A review on experimentally observed mechanical and microstructural characteristics of interfaces in multi-material laser powder bed fusion

Abstract

Additive manufacturing (AM) is a revolutionary technology. One of the key AM categories, metal powder-based fusion processes, has many advantages compared to conventional methods for fabricating structural materials, such as permitting increased geometric complexity. While single material metal powder AM has advanced significantly in the past decade, multi-material AM is gradually attracting more attention owing to the recent breakthrough in multi-material feedstock delivery and the growing interest of fabricating functionally graded components. Multi-material AM offers an alternative route for applications that require location dependent material properties and high geometrical complexity. The AM community has invented several ways to achieve compositional gradients and discrete boundaries in two and three dimensions using mechanical spreading, nozzle-based, electrophotographic, and hybrid techniques. This article reviews the current state of laser powder bed fusion based multi-material AM of metals with focuses on the characteristics of the material interface as well as the properties and performance of the AM built functionally graded materials.

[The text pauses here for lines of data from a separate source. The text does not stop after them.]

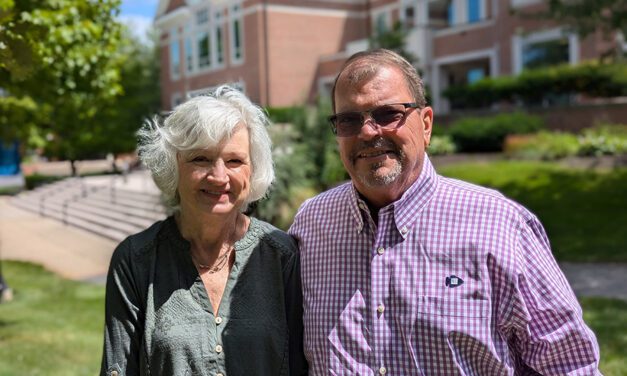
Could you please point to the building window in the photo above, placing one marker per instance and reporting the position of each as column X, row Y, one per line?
column 175, row 55
column 544, row 48
column 236, row 45
column 175, row 100
column 450, row 13
column 474, row 75
column 219, row 45
column 547, row 53
column 474, row 11
column 202, row 17
column 204, row 50
column 381, row 23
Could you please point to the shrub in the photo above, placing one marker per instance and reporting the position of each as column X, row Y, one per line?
column 487, row 134
column 542, row 145
column 441, row 145
column 285, row 114
column 603, row 140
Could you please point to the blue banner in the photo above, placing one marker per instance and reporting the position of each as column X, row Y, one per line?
column 9, row 158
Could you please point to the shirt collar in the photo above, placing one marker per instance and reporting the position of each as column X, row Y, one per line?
column 407, row 206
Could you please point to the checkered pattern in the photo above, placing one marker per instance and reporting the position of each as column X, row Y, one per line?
column 376, row 299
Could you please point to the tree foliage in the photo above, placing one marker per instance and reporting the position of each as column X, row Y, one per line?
column 394, row 39
column 59, row 66
column 587, row 16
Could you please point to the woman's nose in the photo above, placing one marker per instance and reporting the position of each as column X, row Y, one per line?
column 217, row 173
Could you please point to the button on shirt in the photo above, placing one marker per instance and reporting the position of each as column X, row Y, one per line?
column 454, row 279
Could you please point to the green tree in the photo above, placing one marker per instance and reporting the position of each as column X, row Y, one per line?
column 587, row 16
column 59, row 66
column 139, row 100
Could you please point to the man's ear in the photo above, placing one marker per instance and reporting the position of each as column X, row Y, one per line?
column 426, row 116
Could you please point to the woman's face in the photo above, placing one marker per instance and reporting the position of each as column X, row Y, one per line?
column 217, row 180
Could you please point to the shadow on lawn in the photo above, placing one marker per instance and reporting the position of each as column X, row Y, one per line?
column 584, row 212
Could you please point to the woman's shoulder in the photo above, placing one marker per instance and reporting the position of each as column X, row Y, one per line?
column 140, row 244
column 266, row 233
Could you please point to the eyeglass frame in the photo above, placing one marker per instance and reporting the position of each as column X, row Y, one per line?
column 407, row 105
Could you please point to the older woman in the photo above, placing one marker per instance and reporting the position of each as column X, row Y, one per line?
column 209, row 290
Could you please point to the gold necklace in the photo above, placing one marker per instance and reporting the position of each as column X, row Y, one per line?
column 222, row 260
column 218, row 265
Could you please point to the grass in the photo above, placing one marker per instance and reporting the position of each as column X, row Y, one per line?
column 54, row 326
column 583, row 211
column 608, row 319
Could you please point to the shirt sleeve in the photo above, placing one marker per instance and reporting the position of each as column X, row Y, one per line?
column 123, row 318
column 550, row 335
column 294, row 311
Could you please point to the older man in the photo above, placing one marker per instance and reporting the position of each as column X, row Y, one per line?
column 406, row 272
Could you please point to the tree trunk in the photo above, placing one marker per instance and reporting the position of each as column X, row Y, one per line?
column 73, row 167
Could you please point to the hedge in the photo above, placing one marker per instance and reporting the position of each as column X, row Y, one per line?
column 487, row 134
column 538, row 85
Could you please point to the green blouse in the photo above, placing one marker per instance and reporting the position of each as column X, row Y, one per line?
column 159, row 320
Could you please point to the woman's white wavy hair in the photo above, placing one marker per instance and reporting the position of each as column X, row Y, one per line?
column 203, row 122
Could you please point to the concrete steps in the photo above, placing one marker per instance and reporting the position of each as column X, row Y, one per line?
column 107, row 206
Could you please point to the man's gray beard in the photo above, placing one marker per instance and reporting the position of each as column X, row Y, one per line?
column 372, row 179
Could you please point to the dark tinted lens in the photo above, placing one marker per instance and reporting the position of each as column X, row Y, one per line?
column 388, row 115
column 348, row 123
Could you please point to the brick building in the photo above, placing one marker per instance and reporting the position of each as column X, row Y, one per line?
column 286, row 52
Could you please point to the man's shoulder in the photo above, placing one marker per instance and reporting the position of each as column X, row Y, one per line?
column 327, row 199
column 278, row 239
column 468, row 194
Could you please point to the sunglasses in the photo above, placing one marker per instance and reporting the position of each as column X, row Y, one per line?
column 388, row 116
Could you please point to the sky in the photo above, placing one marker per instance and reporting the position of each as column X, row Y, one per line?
column 139, row 14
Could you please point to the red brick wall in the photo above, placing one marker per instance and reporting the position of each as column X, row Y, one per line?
column 570, row 119
column 296, row 41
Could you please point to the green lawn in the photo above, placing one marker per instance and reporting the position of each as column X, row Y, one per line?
column 54, row 326
column 584, row 212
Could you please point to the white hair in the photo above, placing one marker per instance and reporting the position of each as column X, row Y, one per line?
column 203, row 122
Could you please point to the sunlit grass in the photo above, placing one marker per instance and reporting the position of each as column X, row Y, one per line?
column 52, row 326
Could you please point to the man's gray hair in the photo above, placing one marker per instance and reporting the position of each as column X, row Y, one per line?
column 203, row 122
column 365, row 64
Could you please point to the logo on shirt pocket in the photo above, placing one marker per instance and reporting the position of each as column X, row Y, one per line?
column 453, row 281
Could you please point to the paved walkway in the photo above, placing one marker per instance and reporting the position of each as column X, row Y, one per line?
column 80, row 255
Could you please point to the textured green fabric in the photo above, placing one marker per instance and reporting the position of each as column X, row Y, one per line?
column 159, row 319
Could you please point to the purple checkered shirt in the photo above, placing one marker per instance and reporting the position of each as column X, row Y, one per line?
column 454, row 280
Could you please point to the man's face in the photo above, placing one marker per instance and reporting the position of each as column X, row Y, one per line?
column 382, row 163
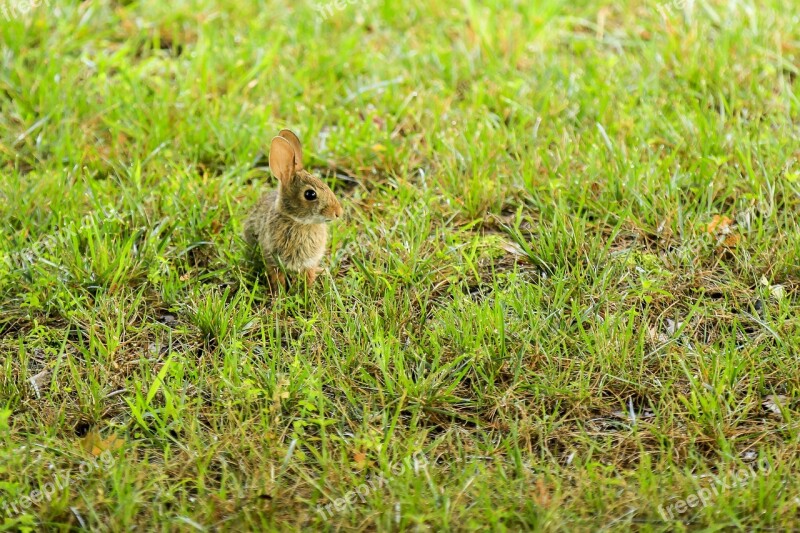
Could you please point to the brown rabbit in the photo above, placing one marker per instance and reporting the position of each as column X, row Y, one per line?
column 290, row 224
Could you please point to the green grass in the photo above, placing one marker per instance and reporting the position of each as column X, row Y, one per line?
column 565, row 294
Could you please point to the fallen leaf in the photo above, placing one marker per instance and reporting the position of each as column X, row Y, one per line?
column 719, row 222
column 95, row 444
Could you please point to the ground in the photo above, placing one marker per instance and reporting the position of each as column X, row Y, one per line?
column 565, row 294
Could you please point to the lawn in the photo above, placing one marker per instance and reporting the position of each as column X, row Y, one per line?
column 564, row 295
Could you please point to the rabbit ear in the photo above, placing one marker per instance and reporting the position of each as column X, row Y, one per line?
column 298, row 150
column 282, row 160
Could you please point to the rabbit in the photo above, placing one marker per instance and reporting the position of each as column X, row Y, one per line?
column 290, row 224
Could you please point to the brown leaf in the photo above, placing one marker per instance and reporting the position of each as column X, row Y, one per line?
column 719, row 222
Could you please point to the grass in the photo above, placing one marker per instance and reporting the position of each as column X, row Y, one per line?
column 565, row 294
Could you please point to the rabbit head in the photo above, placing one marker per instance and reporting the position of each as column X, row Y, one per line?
column 302, row 196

We show the common challenges and issues related to material transitions, such as defects, segregation, phase separation, and the efficacy of some potential solutions including material and process optimizations. Additionally, this study evaluates the applicability and limitations of the existing testing standards and methods for measuring mechanical performance of functionally graded materials. Finally, we discuss mechanical testing development opportunities, which can help multi-material AM move towards higher technological maturity. In general, we find that the link between gradient microstructure and mechanical properties is not well understood or studied and suggest several mechanical tests that may better inform this knowledge gap.